“It is very difficult being a producer to have high and consistent yields with this kind of weather whiplash of extremes. It’s extremely difficult to prepare for a precipitation pattern that features long periods of near zero rainfall and short periods of extreme precipitation.” Victor Murphy of the National Weather Service
Drought in the high plains down to the plains of southern Texas has been in the news in agricultural and scientific circles for years. Due to climate change, drought-prone regions in the high plains have even shifted to the east of the 100th meridian, where the climate is more humid and rainier.
Low rainfall conditions cause droughts and an "above average persistence of high pressure over the drought area." Drought can happen anywhere, and it unfolds slowly and periodically (though flash drought is a worrisome increasing threat to agriculture in the high plains of North America.)
The drought in parts of Texas is historic and has threatened the state’s food supply and the world. There is a worrisome though predicted development that crop failures cover a broader area across the earth and that climate impact has raised alarm bells within the Texas Department of Agriculture. They released a report linking climate change with "food insecurity and identified it as a potential threat to the state's food supply."
The Texas Tribune writes:
The food access study, coordinated by the TDA and the University of Texas Rio Grande Valley, notes that “climate instability” is strongly associated with soil loss, water quality, droughts, fires, floods and other environmental disasters.
2022 was one of the driest years on record for Texas, and about 49% of the state was still in drought conditions at the end of December. The drought resulted in failed crops, low yields for farmers and diminished grazing, which forced ranchers to cull their cattle and led to the highest amount of livestock sold — nearly 2.7 million — in more than a decade.
“From the agricultural perspective, concerns were expressed regarding droughts, drying up of [artesian] wells, water use restrictions, fire threats and dangerous conditions for farm workers,” the report says.
Extended dry periods devastated Texas’ agricultural production, said Victor Murphy, a climate service program manager with the National Weather Service.
“We’re seeing longer periods without any precipitation, then when it does come, it’s in shorter, more intense bursts,” he said.
The article notes that 2022 rainfall in the state was comparable to 2021. With one difference, all the rain in Texas fell at once toward the end of the growing season, with over 13 inches in some areas. The 2022 rainfall distribution event was penned as a once in a 1000-year rain event, and crops that did survive the drought were flattened by heavy precipitation.
The report was sent to the GQP-dominated Texas Legislature, warning that besides the damage to the state’s food producers, the message “also points to other factors that are making it harder for Texans to access and afford food, such as wages falling behind rising costs of living and lack of access to food in rural areas.” What Texas does with the report is a question, but the majority of suggestions were, to begin with, assistance for those that are hungry while raising the minimum wage. Those suggestions are libtard ideas, and Abbot, Cruz, and Corner Cornhole Corbyn have no empathy for human suffering. The MAGA mantra of letting the poor and lower middle class pull themselves up by their bootstraps will be a policy until Texas turns blue.
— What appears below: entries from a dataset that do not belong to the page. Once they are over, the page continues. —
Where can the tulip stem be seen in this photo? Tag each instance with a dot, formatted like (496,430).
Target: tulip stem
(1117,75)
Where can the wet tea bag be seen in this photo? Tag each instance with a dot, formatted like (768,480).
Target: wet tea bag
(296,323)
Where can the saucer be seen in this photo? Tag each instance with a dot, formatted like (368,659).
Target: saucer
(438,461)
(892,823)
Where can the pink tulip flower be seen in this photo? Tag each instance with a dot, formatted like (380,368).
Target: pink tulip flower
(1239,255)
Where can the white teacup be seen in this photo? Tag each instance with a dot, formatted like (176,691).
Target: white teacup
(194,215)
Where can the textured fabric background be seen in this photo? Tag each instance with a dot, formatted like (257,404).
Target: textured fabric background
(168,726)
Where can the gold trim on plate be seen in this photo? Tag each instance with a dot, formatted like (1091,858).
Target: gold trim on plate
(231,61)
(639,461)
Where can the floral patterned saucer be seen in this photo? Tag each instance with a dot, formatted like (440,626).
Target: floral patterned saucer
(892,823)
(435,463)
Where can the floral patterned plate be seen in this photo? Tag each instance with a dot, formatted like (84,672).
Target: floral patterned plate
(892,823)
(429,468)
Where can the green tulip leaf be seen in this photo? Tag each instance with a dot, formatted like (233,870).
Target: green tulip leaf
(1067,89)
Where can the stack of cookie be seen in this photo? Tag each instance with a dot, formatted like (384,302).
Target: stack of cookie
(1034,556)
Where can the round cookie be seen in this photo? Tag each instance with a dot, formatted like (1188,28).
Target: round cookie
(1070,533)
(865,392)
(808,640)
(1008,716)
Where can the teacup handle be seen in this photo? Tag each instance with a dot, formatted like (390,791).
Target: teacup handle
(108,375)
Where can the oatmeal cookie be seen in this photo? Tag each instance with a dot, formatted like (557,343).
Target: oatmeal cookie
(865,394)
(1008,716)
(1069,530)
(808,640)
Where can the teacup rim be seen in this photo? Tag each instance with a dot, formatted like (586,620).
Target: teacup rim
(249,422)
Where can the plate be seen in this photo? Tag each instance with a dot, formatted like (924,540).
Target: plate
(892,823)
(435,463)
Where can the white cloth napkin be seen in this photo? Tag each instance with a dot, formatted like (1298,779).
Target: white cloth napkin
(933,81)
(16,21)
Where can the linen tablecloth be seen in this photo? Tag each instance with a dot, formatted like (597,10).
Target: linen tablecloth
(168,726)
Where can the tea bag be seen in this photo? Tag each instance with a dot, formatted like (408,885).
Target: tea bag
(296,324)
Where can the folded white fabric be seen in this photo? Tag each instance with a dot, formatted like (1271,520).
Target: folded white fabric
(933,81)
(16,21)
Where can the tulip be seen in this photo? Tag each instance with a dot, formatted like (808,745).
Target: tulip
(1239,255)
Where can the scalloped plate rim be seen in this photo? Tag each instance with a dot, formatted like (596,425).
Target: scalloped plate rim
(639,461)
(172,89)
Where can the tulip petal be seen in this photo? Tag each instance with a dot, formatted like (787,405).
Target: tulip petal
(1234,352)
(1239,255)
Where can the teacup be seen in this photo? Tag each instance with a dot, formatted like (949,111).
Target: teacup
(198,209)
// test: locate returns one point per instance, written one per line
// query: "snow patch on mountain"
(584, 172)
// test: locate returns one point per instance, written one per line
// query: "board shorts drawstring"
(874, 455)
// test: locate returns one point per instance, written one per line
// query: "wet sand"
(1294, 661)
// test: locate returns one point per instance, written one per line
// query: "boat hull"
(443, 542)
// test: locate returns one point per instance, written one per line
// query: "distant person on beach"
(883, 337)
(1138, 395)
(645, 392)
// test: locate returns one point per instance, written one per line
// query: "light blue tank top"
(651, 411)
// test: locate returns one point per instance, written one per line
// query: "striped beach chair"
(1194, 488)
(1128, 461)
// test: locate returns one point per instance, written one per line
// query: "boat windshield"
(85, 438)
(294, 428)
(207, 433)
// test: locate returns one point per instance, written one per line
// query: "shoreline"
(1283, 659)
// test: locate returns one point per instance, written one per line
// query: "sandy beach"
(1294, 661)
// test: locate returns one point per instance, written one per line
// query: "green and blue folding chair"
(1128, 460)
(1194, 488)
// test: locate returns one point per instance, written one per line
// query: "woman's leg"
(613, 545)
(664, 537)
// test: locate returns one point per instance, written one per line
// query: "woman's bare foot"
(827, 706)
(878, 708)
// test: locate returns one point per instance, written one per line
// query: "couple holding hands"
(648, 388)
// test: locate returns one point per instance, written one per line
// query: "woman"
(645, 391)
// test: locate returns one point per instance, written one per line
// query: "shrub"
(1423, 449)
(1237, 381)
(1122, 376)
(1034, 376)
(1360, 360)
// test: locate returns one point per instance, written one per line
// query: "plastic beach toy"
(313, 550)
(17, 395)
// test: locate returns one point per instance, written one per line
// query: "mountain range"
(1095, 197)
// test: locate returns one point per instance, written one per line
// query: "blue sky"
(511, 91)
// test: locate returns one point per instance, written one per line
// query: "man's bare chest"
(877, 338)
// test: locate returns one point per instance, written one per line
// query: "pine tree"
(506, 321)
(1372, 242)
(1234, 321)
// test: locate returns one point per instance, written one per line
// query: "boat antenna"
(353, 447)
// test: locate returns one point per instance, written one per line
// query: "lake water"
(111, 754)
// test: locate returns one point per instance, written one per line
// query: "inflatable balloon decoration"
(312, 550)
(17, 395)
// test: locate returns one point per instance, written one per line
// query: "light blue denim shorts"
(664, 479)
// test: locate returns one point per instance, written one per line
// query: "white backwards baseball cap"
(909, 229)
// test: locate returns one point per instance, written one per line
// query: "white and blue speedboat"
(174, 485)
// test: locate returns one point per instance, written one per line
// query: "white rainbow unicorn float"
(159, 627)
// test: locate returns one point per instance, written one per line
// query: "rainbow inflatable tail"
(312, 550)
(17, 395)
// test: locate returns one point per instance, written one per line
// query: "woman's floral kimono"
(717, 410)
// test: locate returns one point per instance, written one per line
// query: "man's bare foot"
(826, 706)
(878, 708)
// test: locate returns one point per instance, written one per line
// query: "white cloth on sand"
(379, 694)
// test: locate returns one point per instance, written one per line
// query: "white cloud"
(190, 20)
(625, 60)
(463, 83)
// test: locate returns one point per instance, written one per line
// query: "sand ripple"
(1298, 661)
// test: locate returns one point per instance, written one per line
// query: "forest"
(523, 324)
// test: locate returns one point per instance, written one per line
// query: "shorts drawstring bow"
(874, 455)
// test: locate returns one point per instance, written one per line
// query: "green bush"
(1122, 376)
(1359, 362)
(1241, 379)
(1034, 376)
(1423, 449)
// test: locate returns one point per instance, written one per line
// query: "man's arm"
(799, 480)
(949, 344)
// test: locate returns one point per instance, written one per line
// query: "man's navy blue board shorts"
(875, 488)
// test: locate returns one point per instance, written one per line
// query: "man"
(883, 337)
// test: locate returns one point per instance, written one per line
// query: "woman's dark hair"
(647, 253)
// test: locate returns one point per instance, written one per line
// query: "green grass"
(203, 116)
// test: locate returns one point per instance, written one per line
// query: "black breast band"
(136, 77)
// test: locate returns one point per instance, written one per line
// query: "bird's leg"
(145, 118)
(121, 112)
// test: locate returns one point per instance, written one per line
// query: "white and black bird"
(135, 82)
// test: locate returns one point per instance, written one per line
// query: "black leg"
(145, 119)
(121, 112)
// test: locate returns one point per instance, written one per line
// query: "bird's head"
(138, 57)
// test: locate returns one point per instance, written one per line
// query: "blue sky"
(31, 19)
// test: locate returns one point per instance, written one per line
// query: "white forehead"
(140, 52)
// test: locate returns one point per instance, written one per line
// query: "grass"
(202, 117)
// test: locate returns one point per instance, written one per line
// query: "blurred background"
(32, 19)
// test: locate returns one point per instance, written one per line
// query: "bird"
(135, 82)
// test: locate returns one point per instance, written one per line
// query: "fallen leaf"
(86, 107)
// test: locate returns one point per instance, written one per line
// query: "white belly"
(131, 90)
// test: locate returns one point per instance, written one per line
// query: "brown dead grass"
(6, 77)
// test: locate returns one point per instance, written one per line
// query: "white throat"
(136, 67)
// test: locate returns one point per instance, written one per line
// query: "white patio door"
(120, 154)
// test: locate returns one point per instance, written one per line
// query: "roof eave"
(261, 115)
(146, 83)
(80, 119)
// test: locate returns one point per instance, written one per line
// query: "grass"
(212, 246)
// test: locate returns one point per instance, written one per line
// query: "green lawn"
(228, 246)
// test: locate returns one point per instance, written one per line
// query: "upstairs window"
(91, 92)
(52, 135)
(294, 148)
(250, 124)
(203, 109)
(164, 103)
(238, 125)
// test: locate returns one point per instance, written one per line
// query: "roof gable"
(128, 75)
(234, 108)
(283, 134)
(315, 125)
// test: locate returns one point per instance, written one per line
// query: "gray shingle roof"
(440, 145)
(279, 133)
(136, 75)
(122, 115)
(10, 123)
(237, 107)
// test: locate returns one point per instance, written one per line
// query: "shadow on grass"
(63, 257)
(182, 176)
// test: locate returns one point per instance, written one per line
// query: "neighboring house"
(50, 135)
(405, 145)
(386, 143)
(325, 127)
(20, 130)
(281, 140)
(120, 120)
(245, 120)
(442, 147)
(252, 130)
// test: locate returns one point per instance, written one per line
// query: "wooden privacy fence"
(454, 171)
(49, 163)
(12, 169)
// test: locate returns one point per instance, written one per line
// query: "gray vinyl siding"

Republican governance reminds me of disaster movies where scientists and experts are always ignored. Until the crisis becomes evident, intelligent people are asked to solve the looming apocalypse. They always do - in the movies.
The 100th Meridian, Where the Great Plains Begin, May Be Shifting.
“Powell talked eloquently about the 100th meridian, and this concept of a boundary line has stayed with us down to the current day,” said Richard Seager, a climate scientist at Columbia University’s Lamont-Doherty Earth Observatory and lead author of both papers. “We wanted to ask whether there really is such a divide, and whether it’s influenced human settlement.” He calls the studies an example of “psychogeography”—the examination of how environment affects human decisions. They appear in the current edition of the journal Earth Interactions.
While the climate divide is not a literal line, it is about the closest thing around–arid on one side, relatively wet on the other. Powell noted correctly that the western plains are dry in part because they lie in the rain shadow of the Rocky Mountains, which rake off almost all the moisture blowing in from the Pacific Ocean. Seager’s team identifies two other factors. In winter, Atlantic storms bring plenty of moisture into the eastern plains and Southeast, but the storms don’t make it far enough to moisten the western plains. In summer, moisture from the Gulf of Mexico moves northward, but that also curves eastward, again providing the East with rain, while the West gets cheated. Seager says there is only one other such major straight-line climate divide on the global map: the one separating the Sahara Desert from the rest of Africa, also due to cutoffs of prevailing oceanic winds.